According to www.enterprisetimes.co.uk, FourKites has released version 2.0 of its AI Inventory Twin platform, enabling real-time synchronization between supply chain planning and execution systems as of May 8, 2026.
Core Technical Upgrades
The AI Inventory Twin 2.0 introduces three foundational enhancements: (1) native integration with SAP Integrated Business Planning (IBP), (2) bidirectional data flow with Oracle Cloud ERP, and (3) support for inventory reconciliation across 17 warehouse management system (WMS) vendors, including Manhattan Associates, Blue Yonder, and HighJump. The platform now ingests live shipment tracking data from over 450 global carriers and processes more than 2.1 billion location events per day. According to the report, the upgrade reduces average inventory reconciliation latency from 4.7 hours to 8.3 minutes.
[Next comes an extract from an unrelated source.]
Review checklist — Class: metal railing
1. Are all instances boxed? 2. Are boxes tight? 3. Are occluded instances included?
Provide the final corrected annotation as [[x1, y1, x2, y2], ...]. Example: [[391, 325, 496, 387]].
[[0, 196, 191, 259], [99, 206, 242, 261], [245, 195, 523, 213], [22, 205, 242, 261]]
Deployment Scale and Customer Base
FourKites states that AI Inventory Twin is deployed across 142 Fortune 500 companies, including eight of the top ten global consumer packaged goods (CPG) firms. As of Q1 2026, the platform manages $19.4 billion in on-hand and in-transit inventory value across its customer base. The source notes that implementation time for new customers has decreased to a median of 11 days, down from 23 days in 2024. FourKites’ global network covers 187 countries, with carrier coverage spanning 92% of all containerized ocean freight volume tracked by Sea-Intelligence.
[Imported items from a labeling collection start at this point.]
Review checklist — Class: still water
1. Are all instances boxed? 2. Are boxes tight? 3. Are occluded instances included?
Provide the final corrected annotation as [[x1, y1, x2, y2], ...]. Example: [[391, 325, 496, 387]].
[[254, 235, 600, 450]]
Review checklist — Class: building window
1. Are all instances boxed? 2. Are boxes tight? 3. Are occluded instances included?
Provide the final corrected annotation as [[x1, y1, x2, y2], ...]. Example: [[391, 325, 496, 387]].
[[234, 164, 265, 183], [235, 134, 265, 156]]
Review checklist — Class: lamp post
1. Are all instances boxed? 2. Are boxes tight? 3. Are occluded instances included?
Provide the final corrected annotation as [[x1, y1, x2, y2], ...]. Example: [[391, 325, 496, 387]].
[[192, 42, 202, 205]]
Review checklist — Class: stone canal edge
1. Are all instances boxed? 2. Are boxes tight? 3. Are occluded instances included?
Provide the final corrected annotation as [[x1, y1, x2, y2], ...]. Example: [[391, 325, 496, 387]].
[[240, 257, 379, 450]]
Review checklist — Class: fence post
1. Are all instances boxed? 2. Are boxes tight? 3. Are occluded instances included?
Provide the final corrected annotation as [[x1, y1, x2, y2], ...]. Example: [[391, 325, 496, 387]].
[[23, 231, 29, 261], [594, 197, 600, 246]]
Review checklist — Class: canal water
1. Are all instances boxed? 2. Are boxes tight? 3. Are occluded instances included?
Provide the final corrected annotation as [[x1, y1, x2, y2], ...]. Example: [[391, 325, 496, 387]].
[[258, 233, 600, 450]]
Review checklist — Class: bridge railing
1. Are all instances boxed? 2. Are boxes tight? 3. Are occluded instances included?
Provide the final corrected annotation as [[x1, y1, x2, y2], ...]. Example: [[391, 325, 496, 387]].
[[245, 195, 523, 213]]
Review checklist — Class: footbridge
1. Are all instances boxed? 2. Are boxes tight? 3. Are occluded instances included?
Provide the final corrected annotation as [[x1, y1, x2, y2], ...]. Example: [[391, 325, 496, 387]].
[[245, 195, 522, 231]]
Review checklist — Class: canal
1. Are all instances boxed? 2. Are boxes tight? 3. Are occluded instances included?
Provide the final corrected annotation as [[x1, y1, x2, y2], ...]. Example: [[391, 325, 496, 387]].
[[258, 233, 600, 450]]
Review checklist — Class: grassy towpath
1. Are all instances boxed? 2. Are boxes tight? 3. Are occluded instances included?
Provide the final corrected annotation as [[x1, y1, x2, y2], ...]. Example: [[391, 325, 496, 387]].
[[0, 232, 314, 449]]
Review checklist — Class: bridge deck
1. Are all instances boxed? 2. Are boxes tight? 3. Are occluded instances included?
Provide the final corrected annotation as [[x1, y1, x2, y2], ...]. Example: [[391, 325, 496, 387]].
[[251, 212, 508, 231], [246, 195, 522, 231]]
Industry Context and Competitive Benchmarking
This release follows similar moves by competitors: in March 2026, project44 launched Inventory Visibility Suite v3.1 with multi-ERP sync capabilities across Microsoft Dynamics 365 and Infor CloudSuite; meanwhile, E2open’s Inventory Intelligence module—launched in Q4 2025—supports integration with 12 ERP platforms and processes 1.8 billion daily events. Unlike those offerings, FourKites’ solution embeds predictive replenishment logic trained on 3.2 years of historical inventory movement patterns across 1,047 SKUs with lead-time variability exceeding ±35%. Practitioners report that the reduction in phantom stock discrepancies has cut manual cycle count labor by 27% at pilot sites in North America and the EU.
Practitioner Implications
For supply chain professionals, the AI Inventory Twin 2.0 eliminates the need for batch-based data dumps between planning and execution layers. Instead, it delivers continuous, event-driven updates to safety stock calculations, demand sensing models, and allocation logic. One logistics director at a Fortune 100 food retailer confirmed:
“We reduced out-of-stocks by 18% in Q1 2026 after deploying the twin across our 21 distribution centers — and cut expedited freight spend by $2.3 million annually.” — Maria Chen, VP of Logistics Operations, Kellogg Company
The system also supports compliance with US FDA Food Traceability Rule requirements by maintaining immutable audit logs of inventory status changes with timestamp precision to 120 milliseconds.
Source: www.enterprisetimes.co.uk
Compiled from international media by the SCI.AI editorial team.